Active Record 명명된 범위와 마찬가지로 옵션 해시를 반환하는 Proc 개체를 전달할 수 있습니다. 예를 들어, 다음 범위는 검색할 열을 동적으로 선택하는 매개변수를 사용합니다.

중요: 반환된 해시에는 :query 키가 포함되어야 합니다. 그 값이 반드시 동적일 필요는 없습니다. 원하는 경우 특정 값으로 하드 코딩하도록 선택할 수 있습니다.

 class Person < ActiveRecord :: Base
  include PgSearch :: Model
  pg_search_scope :search_by_name , lambda { | name_part , query |
    raise ArgumentError unless [ :first , :last ] . include? ( name_part )
    {
      against : name_part ,
      query : query
    }
  }
end

person_1 = Person . create! ( first_name : "Grant" , last_name : "Hill" )
person_2 = Person . create! ( first_name : "Hugh" , last_name : "Grant" )

Person . search_by_name :first , "Grant" # => [person_1]
Person . search_by_name :last , "Grant" # => [person_2]

협회를 통한 검색

관련 모델의 컬럼을 검색할 수 있습니다. 이렇게 하면 데이터베이스 인덱스를 사용한 검색 속도를 높일 수 없습니다. 그러나 모델 간 검색을 시도하는 빠른 방법으로 지원됩니다.

:associated_against 옵션에 해시를 전달하여 연관 검색을 설정할 수 있습니다. 키는 연결의 이름이며 값은 다른 모델의 :against 옵션처럼 작동합니다. 현재로서는 하나의 연결보다 더 깊은 검색이 지원되지 않습니다. 일련의 :through 연결을 설정하여 모든 방향을 가리켜 이 문제를 해결할 수 있습니다.

 class Cracker < ActiveRecord :: Base
  has_many :cheeses
end

class Cheese < ActiveRecord :: Base
end

class Salami < ActiveRecord :: Base
  include PgSearch :: Model

  belongs_to :cracker
  has_many :cheeses , through : :cracker

  pg_search_scope :tasty_search , associated_against : {
    cheeses : [ :kind , :brand ] ,
    cracker : :kind
  }
end

salami_1 = Salami . create!
salami_2 = Salami . create!
salami_3 = Salami . create!

limburger = Cheese . create! ( kind : "Limburger" )
brie = Cheese . create! ( kind : "Brie" )
pepper_jack = Cheese . create! ( kind : "Pepper Jack" )

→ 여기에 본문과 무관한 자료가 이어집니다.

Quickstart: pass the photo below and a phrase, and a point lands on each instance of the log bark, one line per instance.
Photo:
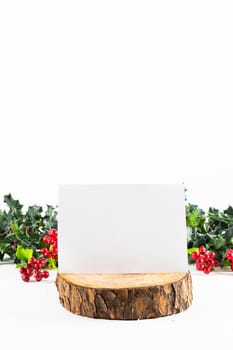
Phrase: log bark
(125, 296)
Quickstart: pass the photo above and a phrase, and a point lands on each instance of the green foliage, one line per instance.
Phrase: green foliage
(23, 228)
(213, 229)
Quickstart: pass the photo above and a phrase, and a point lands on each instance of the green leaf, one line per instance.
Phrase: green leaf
(23, 254)
(18, 266)
(193, 249)
(52, 264)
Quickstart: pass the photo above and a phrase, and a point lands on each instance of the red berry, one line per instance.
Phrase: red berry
(47, 255)
(44, 250)
(53, 232)
(207, 270)
(202, 249)
(29, 272)
(25, 278)
(212, 255)
(46, 239)
(229, 255)
(200, 267)
(37, 266)
(32, 261)
(41, 262)
(45, 274)
(200, 260)
(38, 276)
(194, 255)
(54, 250)
(22, 270)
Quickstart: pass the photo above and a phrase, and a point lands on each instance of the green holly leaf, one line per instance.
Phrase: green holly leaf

Cracker . create! ( kind : "Black Pepper" , cheeses : [ brie ] , salami : salami_1 )
Cracker . create! ( kind : "Ritz" , cheeses : [ limburger , pepper_jack ] , salami : salami_2 )
Cracker . create! ( kind : "Graham" , cheeses : [ limburger ] , salami : salami_3 )

Salami . tasty_search ( "pepper" ) # => [salami_1, salami_2]

다양한 검색 기능을 사용하여 검색하기

기본적으로 pg_search_scope는 내장된 PostgreSQL 텍스트 검색을 사용합니다. :using 옵션을 pg_search_scope에 전달하면 대체 검색 기술을 선택할 수 있습니다.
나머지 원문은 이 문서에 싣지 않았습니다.